Recently I encountered a problem in my Rails application.
I was working on time comparison for an event based system.
So, What I wanted was, to do escalation matrix for certain events, those events are time based events hence I needed to do time comparison.
Ruby has Time and DateTime module which are there for time/date calculations.
Time module is older module it will calculate time since January 1, 1970 UTC.
On the other hand the DateTime has much wider scope, it does not limit itself for specific date/time range.
Time and DateTime are pretty similar and confusing at the same time.

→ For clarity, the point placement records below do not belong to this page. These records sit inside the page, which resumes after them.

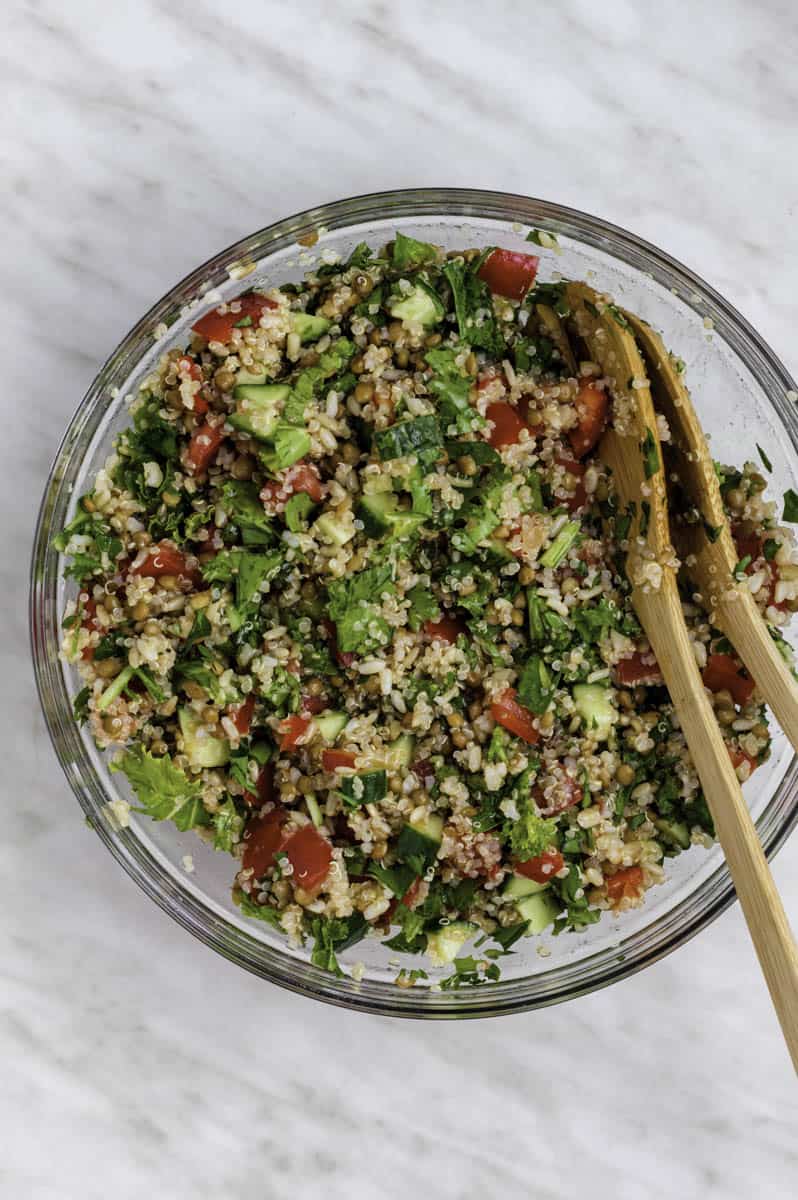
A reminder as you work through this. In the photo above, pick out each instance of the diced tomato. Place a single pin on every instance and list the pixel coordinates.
(509, 273)
(303, 477)
(307, 851)
(204, 443)
(167, 559)
(541, 868)
(639, 667)
(448, 629)
(333, 760)
(577, 498)
(723, 672)
(263, 838)
(311, 857)
(243, 715)
(592, 405)
(565, 796)
(424, 772)
(625, 885)
(749, 545)
(292, 730)
(507, 424)
(217, 327)
(189, 367)
(739, 756)
(514, 717)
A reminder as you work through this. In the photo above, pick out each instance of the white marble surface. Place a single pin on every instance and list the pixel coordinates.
(137, 139)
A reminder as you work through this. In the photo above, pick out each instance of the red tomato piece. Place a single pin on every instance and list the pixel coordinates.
(263, 838)
(739, 756)
(217, 327)
(204, 443)
(507, 424)
(311, 857)
(509, 273)
(424, 772)
(639, 667)
(303, 477)
(293, 730)
(541, 868)
(448, 629)
(592, 405)
(333, 760)
(167, 559)
(723, 672)
(189, 367)
(514, 717)
(243, 715)
(568, 795)
(625, 885)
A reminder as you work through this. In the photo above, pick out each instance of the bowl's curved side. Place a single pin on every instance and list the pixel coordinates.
(623, 949)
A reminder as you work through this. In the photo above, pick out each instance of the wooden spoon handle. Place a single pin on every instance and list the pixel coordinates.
(737, 834)
(744, 628)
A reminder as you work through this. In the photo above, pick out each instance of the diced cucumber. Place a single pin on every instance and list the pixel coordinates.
(420, 840)
(400, 753)
(366, 787)
(247, 377)
(381, 515)
(333, 529)
(330, 724)
(309, 328)
(288, 444)
(673, 832)
(419, 306)
(199, 747)
(258, 407)
(444, 943)
(519, 886)
(539, 911)
(595, 708)
(561, 545)
(415, 436)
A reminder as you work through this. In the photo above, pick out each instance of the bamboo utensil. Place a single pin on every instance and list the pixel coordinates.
(707, 546)
(633, 451)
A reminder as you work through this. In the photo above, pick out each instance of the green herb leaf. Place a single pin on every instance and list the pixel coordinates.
(162, 790)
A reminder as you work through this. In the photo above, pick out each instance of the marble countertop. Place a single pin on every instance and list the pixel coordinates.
(138, 139)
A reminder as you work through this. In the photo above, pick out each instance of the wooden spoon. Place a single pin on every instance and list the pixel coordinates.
(633, 451)
(707, 547)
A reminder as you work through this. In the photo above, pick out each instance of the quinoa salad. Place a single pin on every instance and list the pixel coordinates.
(351, 604)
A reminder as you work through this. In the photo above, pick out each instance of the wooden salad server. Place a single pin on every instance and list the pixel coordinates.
(630, 448)
(706, 546)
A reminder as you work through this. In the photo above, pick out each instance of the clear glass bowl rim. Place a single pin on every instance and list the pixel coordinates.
(653, 942)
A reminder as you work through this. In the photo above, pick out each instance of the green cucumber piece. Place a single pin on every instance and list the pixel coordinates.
(366, 787)
(594, 706)
(309, 328)
(444, 943)
(202, 749)
(539, 910)
(258, 407)
(519, 886)
(419, 306)
(673, 832)
(330, 724)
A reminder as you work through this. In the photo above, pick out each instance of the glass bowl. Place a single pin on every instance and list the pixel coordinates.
(743, 394)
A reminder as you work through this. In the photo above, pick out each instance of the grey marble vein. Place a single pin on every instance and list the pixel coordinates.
(136, 141)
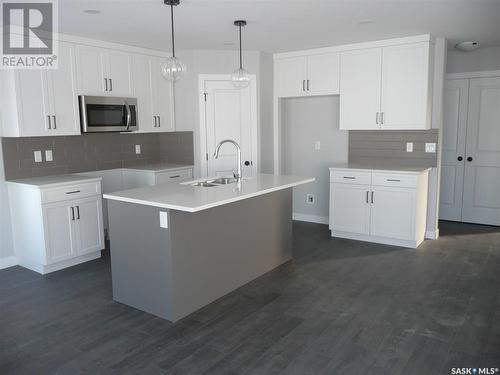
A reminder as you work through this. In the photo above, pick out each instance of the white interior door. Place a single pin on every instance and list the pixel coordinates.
(455, 104)
(481, 200)
(230, 113)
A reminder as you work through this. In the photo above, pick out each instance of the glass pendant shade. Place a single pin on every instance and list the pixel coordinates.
(240, 78)
(173, 69)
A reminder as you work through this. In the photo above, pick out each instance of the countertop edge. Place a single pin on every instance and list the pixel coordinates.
(55, 184)
(210, 205)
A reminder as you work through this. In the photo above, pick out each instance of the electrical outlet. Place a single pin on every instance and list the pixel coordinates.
(38, 156)
(310, 198)
(430, 147)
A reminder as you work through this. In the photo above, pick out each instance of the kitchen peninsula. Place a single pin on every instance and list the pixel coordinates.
(177, 247)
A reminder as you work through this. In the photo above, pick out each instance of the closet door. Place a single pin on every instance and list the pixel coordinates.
(455, 102)
(481, 200)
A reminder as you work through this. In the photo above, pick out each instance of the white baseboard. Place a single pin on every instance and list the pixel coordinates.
(310, 218)
(8, 262)
(432, 234)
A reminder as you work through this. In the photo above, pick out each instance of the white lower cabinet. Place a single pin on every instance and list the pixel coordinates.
(58, 226)
(379, 206)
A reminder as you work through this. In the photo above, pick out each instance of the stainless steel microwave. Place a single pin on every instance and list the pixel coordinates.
(107, 114)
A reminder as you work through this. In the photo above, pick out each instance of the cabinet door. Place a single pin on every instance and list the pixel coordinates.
(59, 231)
(91, 70)
(89, 227)
(291, 76)
(34, 103)
(349, 208)
(405, 87)
(163, 98)
(455, 104)
(143, 93)
(119, 70)
(393, 213)
(360, 77)
(323, 74)
(62, 93)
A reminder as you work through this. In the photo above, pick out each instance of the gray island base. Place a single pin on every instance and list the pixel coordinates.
(201, 256)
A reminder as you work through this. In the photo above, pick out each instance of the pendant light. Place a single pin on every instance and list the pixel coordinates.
(240, 77)
(173, 69)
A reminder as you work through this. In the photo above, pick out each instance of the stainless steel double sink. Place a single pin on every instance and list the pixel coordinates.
(216, 182)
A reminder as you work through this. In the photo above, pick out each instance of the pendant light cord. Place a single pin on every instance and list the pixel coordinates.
(172, 21)
(241, 64)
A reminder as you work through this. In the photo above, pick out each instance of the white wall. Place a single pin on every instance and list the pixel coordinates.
(304, 122)
(481, 59)
(6, 245)
(220, 62)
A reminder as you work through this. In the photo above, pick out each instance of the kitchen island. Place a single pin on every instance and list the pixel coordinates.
(177, 247)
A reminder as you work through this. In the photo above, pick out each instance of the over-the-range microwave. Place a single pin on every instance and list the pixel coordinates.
(107, 114)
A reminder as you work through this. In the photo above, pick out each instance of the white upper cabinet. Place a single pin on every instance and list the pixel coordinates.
(154, 95)
(104, 72)
(385, 88)
(360, 88)
(41, 102)
(405, 87)
(307, 75)
(291, 76)
(323, 74)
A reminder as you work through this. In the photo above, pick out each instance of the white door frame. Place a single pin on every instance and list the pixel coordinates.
(202, 78)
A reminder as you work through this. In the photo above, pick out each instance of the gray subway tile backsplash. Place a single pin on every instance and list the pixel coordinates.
(390, 145)
(89, 152)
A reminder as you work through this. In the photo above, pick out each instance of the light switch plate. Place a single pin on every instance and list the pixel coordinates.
(163, 219)
(38, 156)
(430, 147)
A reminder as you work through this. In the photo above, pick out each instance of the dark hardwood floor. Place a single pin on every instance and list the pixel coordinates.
(341, 307)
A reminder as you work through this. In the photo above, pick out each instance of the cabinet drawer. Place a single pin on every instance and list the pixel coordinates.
(394, 179)
(70, 192)
(172, 176)
(351, 177)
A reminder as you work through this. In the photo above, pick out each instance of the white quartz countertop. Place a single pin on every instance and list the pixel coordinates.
(185, 197)
(376, 166)
(160, 167)
(59, 180)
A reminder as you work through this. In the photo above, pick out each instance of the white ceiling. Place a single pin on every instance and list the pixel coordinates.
(279, 25)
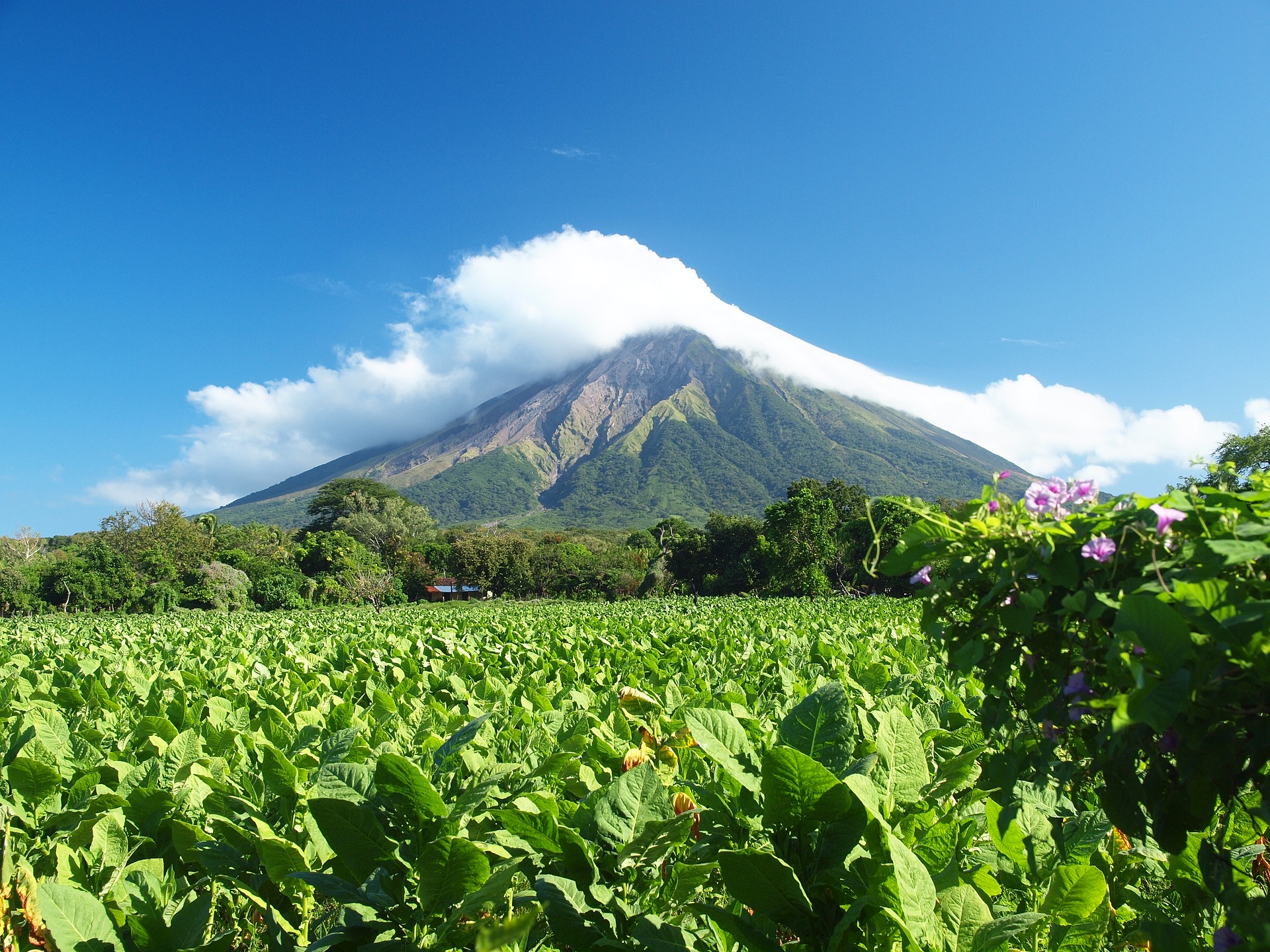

You can read more about this here
So coming to the problem, in my system I have a created_at for the object and event_time for the event time(at what time the event occurred).
I have stored everything in UTC.
to_time
>> DateTime.parse("04/10/2019 12:04 PM").utc.to_time
# => 2019–10–04 17:34:00 +0530
to_datetime
>> DateTime.parse("04/10/2019 12:04 PM").utc.to_datetime
# => Fri, 04 Oct 2019 12:04:00 +0000
So you see the difference, to_time gives time in your time_zone, Mumbai in my case. But to_datetime gives the time in UTC time.
to_time returns Time object and to_datetime returns the DateTime object hence the outputs are different.
So when to use to_time and to_datetime?
In my case, my mistake was I was parsing the DateTime object to to_time which was not a good idea. And then I changed to to_datetime which solved my problem.
If you know you are using DateTime you should use to_datetime if needed and if you are using Time you should use to_time format. This will solve most of the issues.
Common mistakes I have seen people do is they create a Time object and then parse it using to_datetime, create a DateTime object and parse it using to_time. This might not cause any problems in many systems knowing what is the return value.